U.S Agriculture Secretary Sonny Perdue said on Friday he hoped farm business with Mexico would not suffer due to President Donald Trump's drive to get a better deal for manufacturers.
His remarks came before U.S.-Mexico talks to revamp the 23-year-old North American Free Trade Agreement (NAFTA) were due to begin on Aug. 16 in Washington.
After holding talks with his Mexican counterpart Jose Calzada during his first official trip to Mexico, Perdue said NAFTA had caused problems for some sectors, but not others.
"We understand that the agriculture sectors both in the U.S. and in Mexico have benefited tremendously under the rules of NAFTA. We know, frankly, that U.S. manufacturing has not," he said. "How we reconcile those two will remain to be seen."

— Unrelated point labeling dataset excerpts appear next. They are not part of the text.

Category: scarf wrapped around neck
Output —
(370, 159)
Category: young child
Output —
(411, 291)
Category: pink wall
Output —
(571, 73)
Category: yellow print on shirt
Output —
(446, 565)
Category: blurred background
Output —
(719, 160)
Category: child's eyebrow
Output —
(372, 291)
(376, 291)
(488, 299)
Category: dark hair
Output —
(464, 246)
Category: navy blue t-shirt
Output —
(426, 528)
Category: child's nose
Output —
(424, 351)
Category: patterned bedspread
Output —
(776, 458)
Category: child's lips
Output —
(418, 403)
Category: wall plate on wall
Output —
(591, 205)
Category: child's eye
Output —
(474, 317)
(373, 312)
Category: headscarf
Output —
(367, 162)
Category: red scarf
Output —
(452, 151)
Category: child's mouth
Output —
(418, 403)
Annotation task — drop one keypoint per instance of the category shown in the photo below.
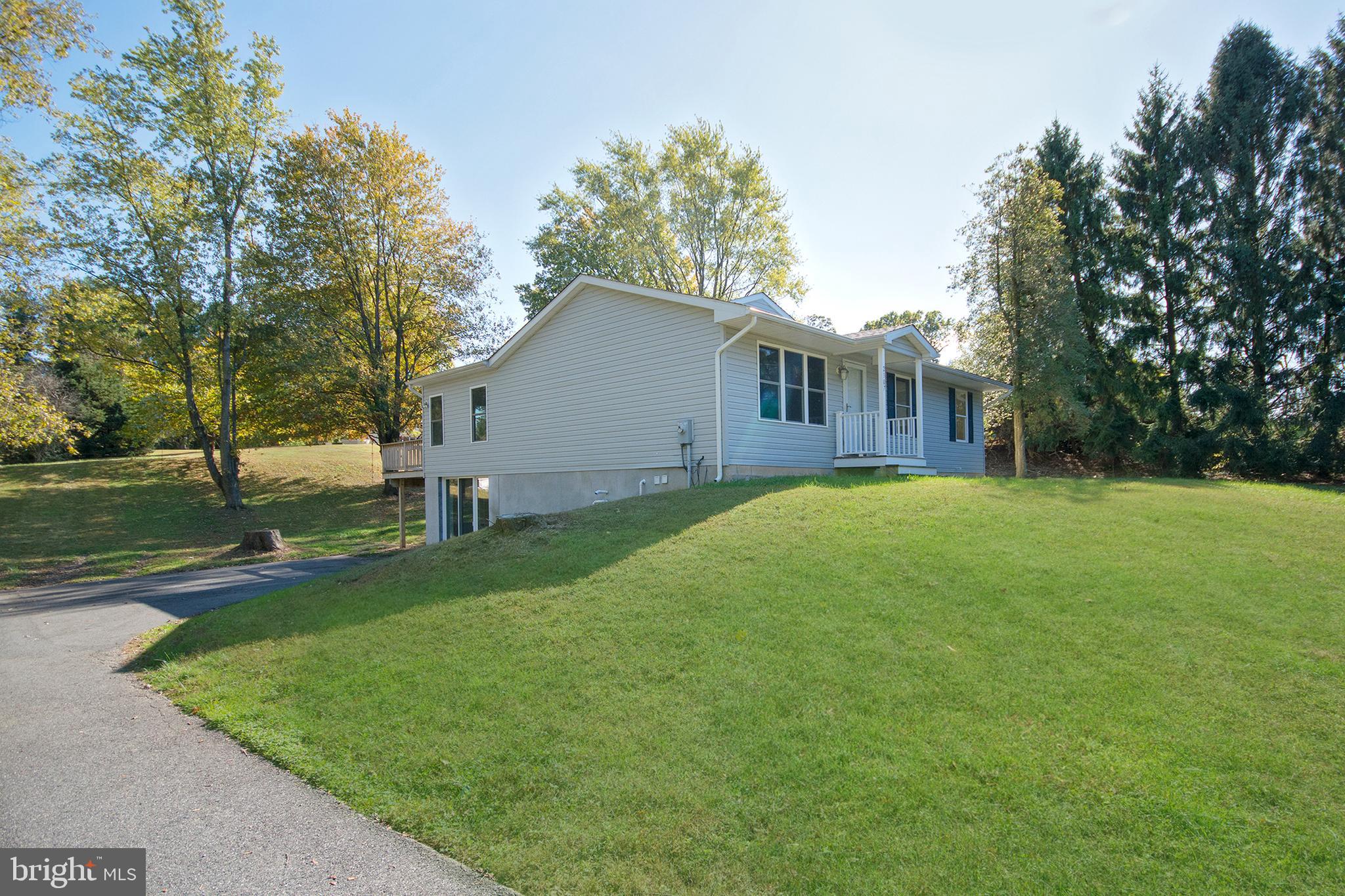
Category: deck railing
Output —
(864, 433)
(403, 457)
(857, 433)
(902, 437)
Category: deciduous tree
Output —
(369, 277)
(935, 327)
(158, 184)
(693, 217)
(1023, 323)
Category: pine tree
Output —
(1323, 168)
(1157, 195)
(1087, 226)
(1248, 119)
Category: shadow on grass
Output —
(568, 547)
(100, 516)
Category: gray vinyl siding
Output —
(757, 442)
(602, 386)
(959, 458)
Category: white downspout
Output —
(718, 394)
(919, 403)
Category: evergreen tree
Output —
(1248, 120)
(1087, 224)
(1157, 195)
(1323, 167)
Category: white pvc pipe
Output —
(718, 394)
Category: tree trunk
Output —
(385, 437)
(1020, 450)
(228, 458)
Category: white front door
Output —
(854, 391)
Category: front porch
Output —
(865, 440)
(892, 435)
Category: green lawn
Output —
(839, 685)
(95, 519)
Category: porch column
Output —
(919, 403)
(883, 399)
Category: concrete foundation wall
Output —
(757, 472)
(557, 492)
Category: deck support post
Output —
(883, 399)
(401, 511)
(917, 402)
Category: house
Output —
(618, 390)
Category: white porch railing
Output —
(902, 437)
(858, 435)
(403, 457)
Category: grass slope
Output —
(97, 519)
(935, 685)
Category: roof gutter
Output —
(718, 394)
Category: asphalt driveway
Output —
(91, 758)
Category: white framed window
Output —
(464, 505)
(900, 396)
(479, 414)
(791, 386)
(436, 419)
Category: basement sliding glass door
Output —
(464, 505)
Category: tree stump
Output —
(264, 540)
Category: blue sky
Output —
(875, 117)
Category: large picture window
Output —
(479, 414)
(791, 386)
(436, 419)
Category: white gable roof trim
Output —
(907, 340)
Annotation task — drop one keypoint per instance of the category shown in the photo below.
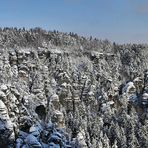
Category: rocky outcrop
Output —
(63, 90)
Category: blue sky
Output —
(122, 21)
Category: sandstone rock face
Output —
(62, 90)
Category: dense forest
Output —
(63, 90)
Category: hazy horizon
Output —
(123, 21)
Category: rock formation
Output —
(63, 90)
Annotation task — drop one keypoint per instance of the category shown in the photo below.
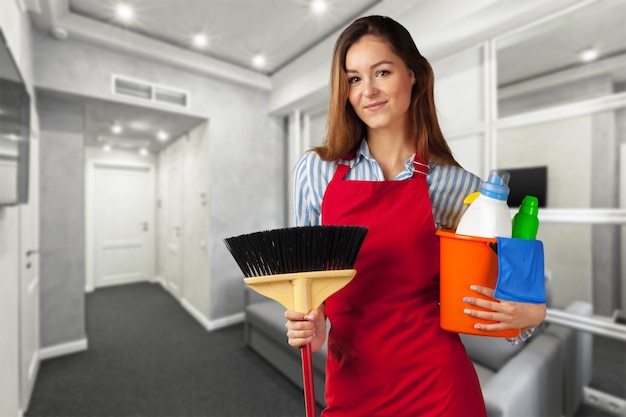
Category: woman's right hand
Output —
(306, 328)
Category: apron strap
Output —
(420, 165)
(341, 172)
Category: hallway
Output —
(148, 357)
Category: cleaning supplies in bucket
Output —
(469, 257)
(489, 215)
(465, 261)
(525, 222)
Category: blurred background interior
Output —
(136, 135)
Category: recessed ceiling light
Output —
(589, 54)
(258, 61)
(319, 6)
(200, 40)
(116, 128)
(124, 12)
(162, 135)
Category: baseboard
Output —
(63, 349)
(211, 325)
(161, 281)
(227, 321)
(604, 401)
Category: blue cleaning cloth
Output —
(520, 271)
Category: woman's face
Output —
(380, 84)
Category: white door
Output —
(29, 282)
(173, 263)
(123, 230)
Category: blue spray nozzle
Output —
(497, 185)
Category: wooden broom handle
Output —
(307, 378)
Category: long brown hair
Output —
(345, 129)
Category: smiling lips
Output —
(375, 106)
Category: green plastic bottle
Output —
(525, 221)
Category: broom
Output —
(299, 267)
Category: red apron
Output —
(387, 355)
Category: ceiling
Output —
(237, 30)
(283, 30)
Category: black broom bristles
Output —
(297, 249)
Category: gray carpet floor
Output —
(148, 357)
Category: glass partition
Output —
(459, 90)
(578, 56)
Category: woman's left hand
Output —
(506, 314)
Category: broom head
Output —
(297, 249)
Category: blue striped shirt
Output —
(447, 187)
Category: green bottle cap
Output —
(530, 205)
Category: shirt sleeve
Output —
(448, 186)
(307, 211)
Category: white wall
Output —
(16, 30)
(245, 147)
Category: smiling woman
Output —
(385, 164)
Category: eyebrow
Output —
(377, 64)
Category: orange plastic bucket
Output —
(465, 261)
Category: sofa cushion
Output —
(269, 317)
(484, 374)
(490, 352)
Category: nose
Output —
(369, 88)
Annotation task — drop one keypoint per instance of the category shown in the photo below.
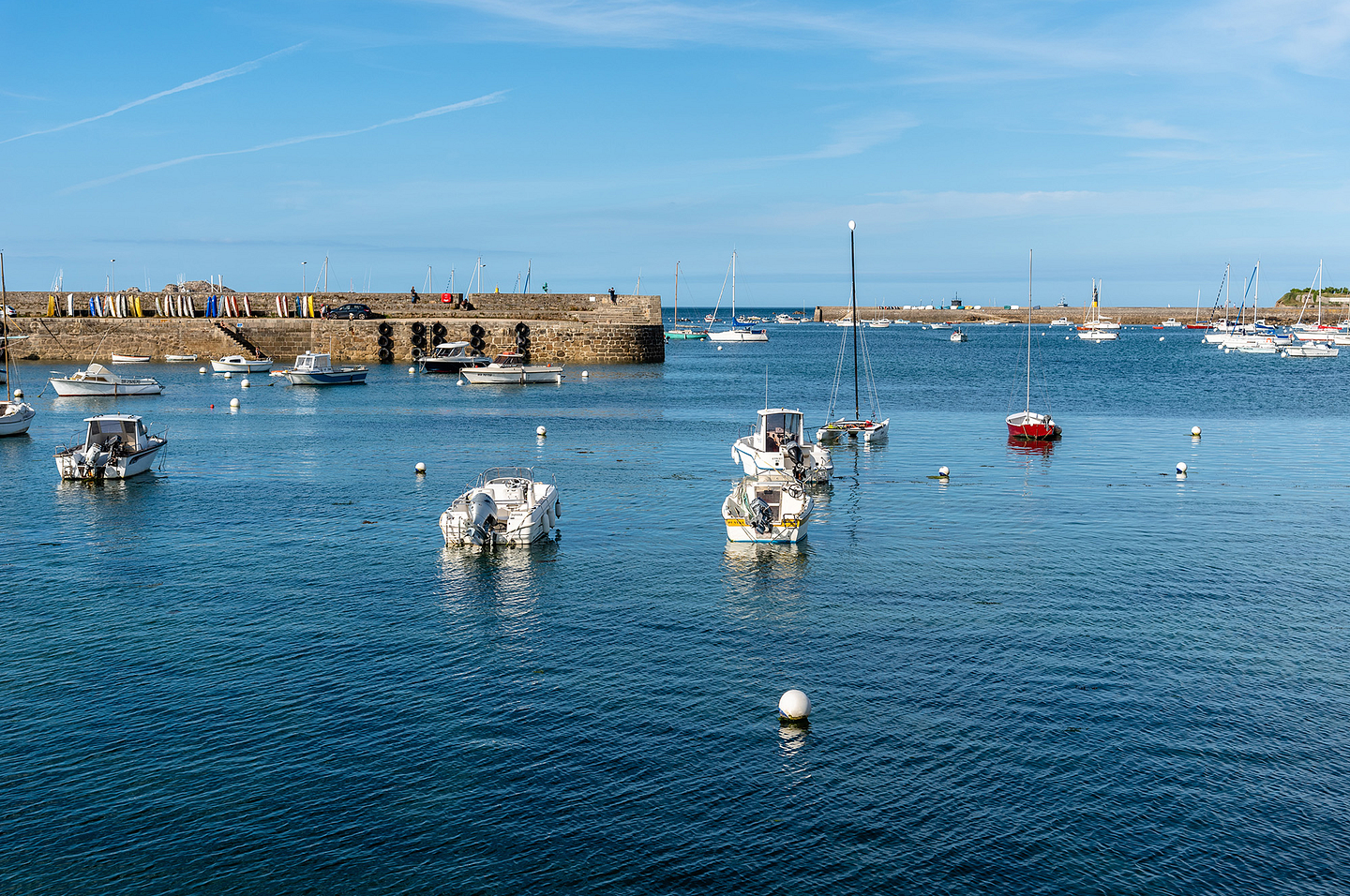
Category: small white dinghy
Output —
(506, 505)
(115, 447)
(239, 365)
(779, 444)
(98, 381)
(772, 508)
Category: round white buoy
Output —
(794, 706)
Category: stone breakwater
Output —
(562, 330)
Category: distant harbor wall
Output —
(562, 330)
(1046, 313)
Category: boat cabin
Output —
(776, 428)
(125, 432)
(312, 364)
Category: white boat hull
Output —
(512, 512)
(15, 417)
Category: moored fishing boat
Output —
(770, 508)
(98, 380)
(239, 365)
(115, 447)
(509, 368)
(779, 444)
(318, 370)
(506, 505)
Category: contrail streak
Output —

In the picturesque colonial-era city of Merida, Perdue said he shared Trump's desire to help U.S. manufacturers.
"We hope we can do it without diminishing the beneficial impact that NAFTA has had on the agricultural sector," he said.
To ward off threats by Trump against its manufacturers, Mexico is looking to diversify away from major U.S. imports such as yellow corn.
But Perdue said U.S. suppliers still had an edge.
"I think while they may talk about (that), that they may act as if they're having conversations, we have a corner store location for their supply," said Perdue, touting competitive and logistical advantages of the U.S. agricultural sector.
Mexico has long relied on U.S. grain suppliers for its growing livestock sector.
"Our goal is, first of all, to do no harm in agriculture," Perdue said of the NAFTA talks.
NAFTA gradually eliminated nearly all tariffs for Mexican, U.S. and Canadian goods and services. But Trump has vowed to dump it if he cannot secure more benefits for the United States, labeling it "the worst trade deal ever" during the campaign.
Mexico says it hopes it to benefit from a new deal.
"We hope we can have better exchange of information to make trade much more fluid and efficient," Mexican agriculture minister Calzada said alongside Perdue. "We also hope that synergies will continue to be generated to do a better job in customs so that there are less obstacles to trade."
The ministers visited a major pork producer on Thursday, and were set to visit port facilities on Friday, to highlight the complementary nature of U.S-Mexico agriculture trade.